A deal had been struck between the British Medical Association and Jeremy Hunt. Then days later, private messages sent between the union’s negotiators revealed that, despite arguing publicly that this was a dispute about patient safety, for some of them pay really was the “only real red line”.

What to make, then, of the fact that the pay deal these negotiators struck with the Government has been rejected by the majority of rank and file junior doctors?

The truth is there was always a disconnect between what most of the frontline junior doctors working in the NHS thought they were fighting for – a safe and sustainable NHS – and what the union thought it could extract from the Government.

From the outset, the BMA accepted that the terms of the contract should be “cost neutral” for the government. Nor was there ever any demand that in order for junior doctors to accept more weekend working in pursuit of the Conservatives’ “seven-day NHS” agenda, the Government should commit to funding a medical recruitment drive to ensure the workforce wasn’t spread too thinly.

For grassroots junior doctors this was the fundamental contradiction at the heart of the contract offer – it was asking for more work from the same sized workforce.

Already over-stretched and worried for the safety of their patients, they dug in and fought hard. Everyone in this country who values the NHS should be grateful to them for doing so.

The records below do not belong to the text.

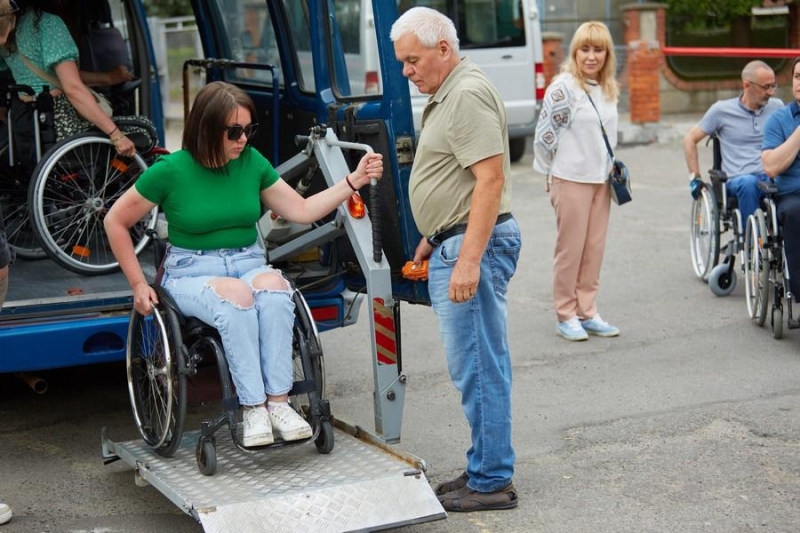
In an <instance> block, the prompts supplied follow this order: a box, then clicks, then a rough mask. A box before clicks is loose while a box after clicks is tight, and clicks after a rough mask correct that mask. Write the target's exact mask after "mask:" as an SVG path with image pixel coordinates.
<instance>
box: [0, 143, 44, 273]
mask: <svg viewBox="0 0 800 533" xmlns="http://www.w3.org/2000/svg"><path fill="white" fill-rule="evenodd" d="M22 174H23V172H22V171H21V169H14V168H11V167H9V165H8V145H6V146H3V147H2V148H0V210H1V211H2V213H3V223H4V225H5V228H6V237H7V239H8V244H9V246H11V248H12V249H13V250H14V251H15V252H16V254H17V257H19V258H20V259H29V260H30V259H44V258H45V257H47V254H46V253H45V252H44V250H43V249H42V245H41V244H39V239H38V238H37V237H36V234H35V233H34V232H33V228H32V227H31V221H30V217H29V216H28V182H29V181H30V178H29V177H28V176H23V175H22Z"/></svg>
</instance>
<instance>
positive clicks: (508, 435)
mask: <svg viewBox="0 0 800 533" xmlns="http://www.w3.org/2000/svg"><path fill="white" fill-rule="evenodd" d="M391 39H392V41H393V42H394V48H395V56H396V57H397V59H398V61H400V62H402V63H403V75H405V76H406V77H407V78H408V79H409V80H411V81H412V82H413V83H414V84H415V85H416V86H417V87H418V88H419V90H420V92H422V93H425V94H430V95H431V97H430V99H429V100H428V104H427V106H426V107H425V111H424V113H423V115H422V131H421V133H420V137H419V143H418V146H417V152H416V155H415V157H414V166H413V168H412V171H411V180H410V183H409V193H410V200H411V209H412V212H413V214H414V220H415V222H416V224H417V228H418V229H419V231H420V233H421V234H422V235H423V239H422V241H421V242H420V244H419V246H418V247H417V250H416V253H415V255H414V262H415V263H417V264H419V263H420V262H421V261H422V260H424V259H426V258H430V263H429V281H428V291H429V293H430V296H431V303H432V305H433V309H434V311H435V312H436V315H437V317H438V319H439V328H440V332H441V336H442V341H443V343H444V347H445V352H446V355H447V363H448V368H449V370H450V377H451V379H452V381H453V383H454V384H455V386H456V387H457V388H458V390H459V391H460V392H461V404H462V407H463V409H464V414H465V415H466V418H467V420H468V421H469V424H470V428H471V433H472V435H471V436H472V447H471V448H470V449H469V450H468V451H467V454H466V455H467V457H466V471H465V472H464V473H462V474H461V475H460V476H458V477H457V478H455V479H453V480H451V481H446V482H444V483H441V484H440V485H439V486H438V487H437V488H436V493H437V495H438V497H439V501H440V502H441V503H442V506H443V507H444V508H445V510H447V511H465V512H466V511H483V510H495V509H511V508H513V507H516V506H517V503H518V499H517V492H516V490H515V489H514V485H513V484H512V476H513V474H514V462H515V455H514V448H513V446H512V444H511V362H510V354H509V349H508V335H507V320H506V318H507V310H506V303H507V297H506V293H507V290H508V283H509V280H510V279H511V276H513V274H514V271H515V269H516V265H517V260H518V258H519V251H520V247H521V238H520V233H519V228H518V226H517V223H516V221H515V220H514V218H513V217H512V216H511V213H510V211H511V184H510V182H509V178H510V175H511V164H510V161H509V156H508V133H507V131H506V113H505V107H504V105H503V102H502V100H501V99H500V96H499V95H498V94H497V90H496V89H495V88H494V86H493V85H492V83H491V82H490V81H489V79H488V78H487V77H486V76H485V75H484V74H483V72H481V71H480V69H478V68H477V67H476V66H475V65H473V64H472V62H470V60H469V59H466V58H465V59H460V58H459V55H458V36H457V34H456V29H455V27H454V26H453V23H452V21H451V20H450V19H448V18H447V17H445V16H444V15H442V14H441V13H439V12H437V11H434V10H432V9H428V8H423V7H416V8H412V9H409V10H408V11H406V12H405V13H404V14H403V15H402V16H401V17H400V18H399V19H398V20H397V21H396V22H395V24H394V25H393V26H392V31H391Z"/></svg>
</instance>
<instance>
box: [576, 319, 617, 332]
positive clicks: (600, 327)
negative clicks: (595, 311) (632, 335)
mask: <svg viewBox="0 0 800 533" xmlns="http://www.w3.org/2000/svg"><path fill="white" fill-rule="evenodd" d="M581 326H582V327H583V330H584V331H585V332H586V333H588V334H589V335H597V336H598V337H616V336H617V335H619V328H618V327H616V326H612V325H611V324H609V323H608V322H606V321H605V320H603V319H602V318H600V315H594V316H593V317H592V318H587V319H585V320H581Z"/></svg>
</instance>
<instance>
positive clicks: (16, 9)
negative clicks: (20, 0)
mask: <svg viewBox="0 0 800 533" xmlns="http://www.w3.org/2000/svg"><path fill="white" fill-rule="evenodd" d="M8 9H9V11H8V13H3V14H2V15H0V18H5V17H10V16H11V15H16V14H17V12H18V11H19V7H18V6H17V3H16V2H15V1H14V0H10V2H9V3H8Z"/></svg>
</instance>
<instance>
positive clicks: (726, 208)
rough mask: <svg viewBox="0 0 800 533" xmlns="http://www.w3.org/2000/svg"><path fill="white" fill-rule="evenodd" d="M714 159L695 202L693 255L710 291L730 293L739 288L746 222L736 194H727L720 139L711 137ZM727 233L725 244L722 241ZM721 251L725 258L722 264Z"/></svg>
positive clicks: (697, 271)
mask: <svg viewBox="0 0 800 533" xmlns="http://www.w3.org/2000/svg"><path fill="white" fill-rule="evenodd" d="M712 142H713V150H714V159H713V166H712V168H711V169H710V170H709V171H708V177H709V180H710V182H711V183H710V184H709V183H705V184H704V187H703V188H702V189H701V191H700V195H699V196H698V197H697V198H696V199H695V200H694V201H693V202H692V213H691V241H690V245H691V255H692V267H693V268H694V272H695V274H696V275H697V277H699V278H700V279H702V280H703V281H706V282H708V285H709V288H710V289H711V292H713V293H714V294H716V295H717V296H727V295H729V294H730V293H732V292H733V290H734V289H735V288H736V268H735V265H736V256H737V255H738V256H739V257H740V264H742V263H743V261H742V257H743V254H742V251H743V249H744V223H743V221H742V215H741V212H740V211H739V205H738V202H737V200H736V197H735V196H732V195H728V192H727V187H726V183H727V181H728V176H727V174H726V173H725V172H723V171H722V170H721V168H722V155H721V151H720V150H721V148H720V142H719V139H718V138H717V137H712ZM724 235H728V236H729V237H728V241H727V242H726V243H725V245H721V244H720V242H721V240H722V238H723V236H724ZM720 253H722V254H723V260H722V262H721V263H720Z"/></svg>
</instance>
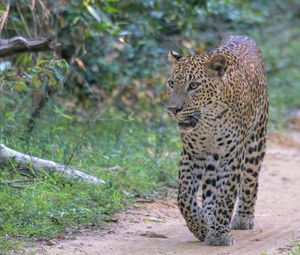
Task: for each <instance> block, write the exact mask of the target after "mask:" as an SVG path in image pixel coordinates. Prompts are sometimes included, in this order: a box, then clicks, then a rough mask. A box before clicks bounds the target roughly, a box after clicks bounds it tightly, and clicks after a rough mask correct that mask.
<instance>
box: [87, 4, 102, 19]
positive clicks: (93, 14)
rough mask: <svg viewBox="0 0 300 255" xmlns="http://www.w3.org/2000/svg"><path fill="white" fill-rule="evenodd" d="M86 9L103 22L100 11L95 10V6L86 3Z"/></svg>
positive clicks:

The BMA recognised their concerns, but having already accepted the rules of the game, tinkered with the detail and drew out the dispute for maximum gain, but forgot that at the heart of their deal was gaping hole: the NHS simply didn’t have the staff to deliver this. 

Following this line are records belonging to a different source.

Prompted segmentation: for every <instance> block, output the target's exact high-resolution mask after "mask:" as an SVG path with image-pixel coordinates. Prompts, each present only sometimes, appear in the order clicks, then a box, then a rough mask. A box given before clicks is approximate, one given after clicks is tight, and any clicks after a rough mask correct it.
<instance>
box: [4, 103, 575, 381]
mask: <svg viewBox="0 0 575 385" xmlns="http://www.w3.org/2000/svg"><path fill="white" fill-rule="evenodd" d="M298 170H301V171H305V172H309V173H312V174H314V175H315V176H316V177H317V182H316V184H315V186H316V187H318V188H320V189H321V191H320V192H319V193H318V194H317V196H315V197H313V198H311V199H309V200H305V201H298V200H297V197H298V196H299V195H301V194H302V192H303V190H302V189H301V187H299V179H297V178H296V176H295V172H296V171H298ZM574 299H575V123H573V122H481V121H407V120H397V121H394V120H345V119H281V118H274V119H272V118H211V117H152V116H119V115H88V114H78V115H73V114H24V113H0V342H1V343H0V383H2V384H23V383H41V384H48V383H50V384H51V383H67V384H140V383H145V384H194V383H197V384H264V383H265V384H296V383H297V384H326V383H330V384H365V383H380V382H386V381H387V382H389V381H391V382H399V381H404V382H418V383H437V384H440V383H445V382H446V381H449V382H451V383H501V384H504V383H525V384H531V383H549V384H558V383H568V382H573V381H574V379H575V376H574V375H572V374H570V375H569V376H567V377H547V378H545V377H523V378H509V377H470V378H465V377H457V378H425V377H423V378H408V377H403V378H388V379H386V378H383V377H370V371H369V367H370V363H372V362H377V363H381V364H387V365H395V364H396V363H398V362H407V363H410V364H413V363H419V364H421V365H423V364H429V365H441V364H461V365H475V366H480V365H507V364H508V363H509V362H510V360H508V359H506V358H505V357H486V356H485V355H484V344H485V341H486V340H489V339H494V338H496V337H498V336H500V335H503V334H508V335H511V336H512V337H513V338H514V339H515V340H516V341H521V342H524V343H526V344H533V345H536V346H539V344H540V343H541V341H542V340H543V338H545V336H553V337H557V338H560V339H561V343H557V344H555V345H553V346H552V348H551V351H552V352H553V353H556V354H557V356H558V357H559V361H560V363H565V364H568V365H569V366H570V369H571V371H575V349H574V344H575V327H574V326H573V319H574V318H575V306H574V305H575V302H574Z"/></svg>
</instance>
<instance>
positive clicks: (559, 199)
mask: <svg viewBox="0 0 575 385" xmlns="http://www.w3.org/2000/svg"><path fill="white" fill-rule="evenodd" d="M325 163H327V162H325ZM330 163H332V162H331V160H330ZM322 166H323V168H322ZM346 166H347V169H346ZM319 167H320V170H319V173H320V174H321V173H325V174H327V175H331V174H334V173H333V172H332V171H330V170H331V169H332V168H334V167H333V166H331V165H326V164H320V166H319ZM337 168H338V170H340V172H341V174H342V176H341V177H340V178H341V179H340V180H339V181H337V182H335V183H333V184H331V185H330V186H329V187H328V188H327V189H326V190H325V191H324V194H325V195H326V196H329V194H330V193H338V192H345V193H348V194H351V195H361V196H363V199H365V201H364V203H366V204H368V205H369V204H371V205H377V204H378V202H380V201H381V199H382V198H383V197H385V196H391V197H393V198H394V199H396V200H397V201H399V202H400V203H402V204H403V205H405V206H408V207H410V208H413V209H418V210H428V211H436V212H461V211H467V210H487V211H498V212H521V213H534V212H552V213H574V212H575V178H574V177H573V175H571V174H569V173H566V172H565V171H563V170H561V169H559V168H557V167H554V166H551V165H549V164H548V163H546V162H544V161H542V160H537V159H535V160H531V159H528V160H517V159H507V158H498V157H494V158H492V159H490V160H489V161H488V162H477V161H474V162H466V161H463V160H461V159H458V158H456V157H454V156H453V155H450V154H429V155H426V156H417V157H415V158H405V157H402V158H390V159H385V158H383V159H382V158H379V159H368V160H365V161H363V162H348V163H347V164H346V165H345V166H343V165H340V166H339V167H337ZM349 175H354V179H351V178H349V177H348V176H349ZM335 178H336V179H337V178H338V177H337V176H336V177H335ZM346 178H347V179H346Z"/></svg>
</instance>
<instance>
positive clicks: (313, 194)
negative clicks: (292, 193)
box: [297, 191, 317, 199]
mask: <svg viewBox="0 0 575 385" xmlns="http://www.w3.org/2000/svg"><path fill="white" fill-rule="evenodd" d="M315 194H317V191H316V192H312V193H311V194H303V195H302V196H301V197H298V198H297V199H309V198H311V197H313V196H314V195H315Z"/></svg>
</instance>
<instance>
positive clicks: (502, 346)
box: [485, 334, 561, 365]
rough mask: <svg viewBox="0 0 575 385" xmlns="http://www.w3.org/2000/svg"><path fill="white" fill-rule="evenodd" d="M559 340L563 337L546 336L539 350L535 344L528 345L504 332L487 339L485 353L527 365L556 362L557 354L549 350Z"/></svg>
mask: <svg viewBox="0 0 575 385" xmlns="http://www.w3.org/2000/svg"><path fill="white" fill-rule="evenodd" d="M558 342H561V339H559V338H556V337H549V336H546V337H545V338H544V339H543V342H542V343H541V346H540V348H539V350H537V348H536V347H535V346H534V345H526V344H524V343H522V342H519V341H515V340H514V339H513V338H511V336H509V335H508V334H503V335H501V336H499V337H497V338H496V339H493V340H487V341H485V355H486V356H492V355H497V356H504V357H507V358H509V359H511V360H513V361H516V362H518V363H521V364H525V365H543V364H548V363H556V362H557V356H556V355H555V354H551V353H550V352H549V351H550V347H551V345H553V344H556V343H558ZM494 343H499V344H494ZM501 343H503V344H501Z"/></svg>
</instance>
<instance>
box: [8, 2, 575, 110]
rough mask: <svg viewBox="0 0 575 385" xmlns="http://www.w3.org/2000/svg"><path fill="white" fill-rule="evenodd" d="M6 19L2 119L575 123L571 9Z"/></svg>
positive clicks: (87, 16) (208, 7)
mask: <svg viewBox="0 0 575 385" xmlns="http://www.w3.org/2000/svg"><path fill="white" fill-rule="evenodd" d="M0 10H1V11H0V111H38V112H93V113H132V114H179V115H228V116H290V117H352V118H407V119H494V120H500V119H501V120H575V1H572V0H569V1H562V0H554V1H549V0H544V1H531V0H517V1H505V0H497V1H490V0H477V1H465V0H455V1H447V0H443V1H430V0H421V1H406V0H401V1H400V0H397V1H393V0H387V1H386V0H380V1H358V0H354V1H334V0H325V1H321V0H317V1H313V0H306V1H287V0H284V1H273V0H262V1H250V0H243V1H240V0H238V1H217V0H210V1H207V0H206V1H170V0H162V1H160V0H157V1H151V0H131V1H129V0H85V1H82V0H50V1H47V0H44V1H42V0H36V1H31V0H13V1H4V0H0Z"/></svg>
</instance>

The 58 per cent to 42 per cent rejection of the contract deal lays bare this contradiction. If junior doctors were not so tired of fighting an intransigent government, the vote against would likely have been even higher.

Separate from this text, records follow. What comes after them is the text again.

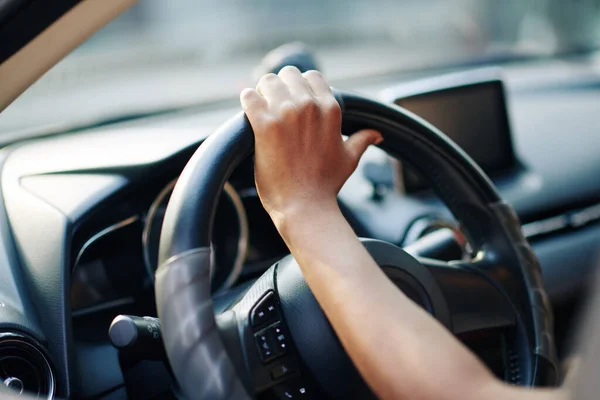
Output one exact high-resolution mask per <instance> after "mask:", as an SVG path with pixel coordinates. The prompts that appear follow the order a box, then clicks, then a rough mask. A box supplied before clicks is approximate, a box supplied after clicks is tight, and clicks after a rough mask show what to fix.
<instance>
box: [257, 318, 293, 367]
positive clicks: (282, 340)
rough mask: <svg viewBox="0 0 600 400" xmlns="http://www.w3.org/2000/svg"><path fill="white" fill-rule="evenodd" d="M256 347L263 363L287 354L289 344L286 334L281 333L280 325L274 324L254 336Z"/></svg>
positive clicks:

The vote is also an indictment on both the Health Secretary and the leadership of the BMA.

Mr Hunt will likely be moved on from the role once the new Prime Minister is in place. The BMA, if they want to save face, and be true to their members, must turn this industrial dispute into something broader – a national NHS staff-led campaign to get the health service the funding it needs to hire the extra staff required for it to properly fulfil its duty to patients, week day or weekend.

The Government’s charade of promising expanded seven day services without a single penny extra is well and truly over. It is time for the real NHS debate to begin.